成肅表面上按兵不動,轉頭讓成之染前往丹陽郡衙,當面向何知己問詢。
當初成肅征讨張靈佑未歸,東府一直是何知己坐鎮,下邳戰俘回京後,李勸星派人嚴防死守,何知己雖有搭救之心,卻全然插不上手。成肅回來将麗娘母子救出,把虎頭安置在城西廣甯裡,平日裡正是何知己派人看顧。
今早的異變,也是他向成肅送信。
成之染心中郁郁,道:“東海王也好,會稽王也罷,先前意欲與我家談婚論嫁,如今雖不成,到底不至于針鋒相對。反倒有一人,似乎處處與東府作對。”

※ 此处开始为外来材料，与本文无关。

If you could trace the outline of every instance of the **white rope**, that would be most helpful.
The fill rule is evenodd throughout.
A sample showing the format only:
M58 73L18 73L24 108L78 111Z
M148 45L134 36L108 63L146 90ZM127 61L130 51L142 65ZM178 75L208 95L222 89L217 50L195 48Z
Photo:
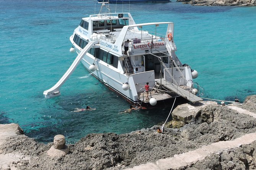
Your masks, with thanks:
M202 97L201 97L201 98L202 98L202 99L207 99L208 100L215 100L216 101L225 101L225 102L230 103L239 103L239 102L226 101L225 100L218 100L218 99L209 99L208 98L202 98Z
M165 122L163 124L163 125L162 125L162 127L161 127L161 128L160 128L161 130L162 131L162 132L163 132L163 127L165 126L165 125L166 123L166 122L167 121L167 120L168 120L169 117L170 116L170 115L171 114L171 111L173 110L173 106L174 106L174 103L175 103L175 100L176 100L176 98L177 98L177 97L175 97L175 98L174 99L174 101L173 102L173 106L171 107L171 111L170 111L170 112L169 113L169 115L168 115L167 119L166 119Z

“女郎,慎言,”何知己歎道,“太尉挺秀于朝堂,诋毀者固然甚衆,卻不可輕易揣度。”
“并非我揣度,隻是我阿父不肯承認罷了。”
“敵暗我明,萬不可輕舉妄動。”
這話倒是與成肅所說如出一轍。
成之染垂眸,案前光影忽然間晃動起來,外間天色也暗淡無光。沙沙的樹枝拍打着窗棂,一下一下如鼓點,催促着濃雲密布,陰沉地仿佛要滲出水滴。
成之染登車回府,剛到府門前,雨點便密密麻麻地落下,摻雜着斑駁秋涼,讓她止不住打了個寒顫。
秋風秋雨,物華盡休。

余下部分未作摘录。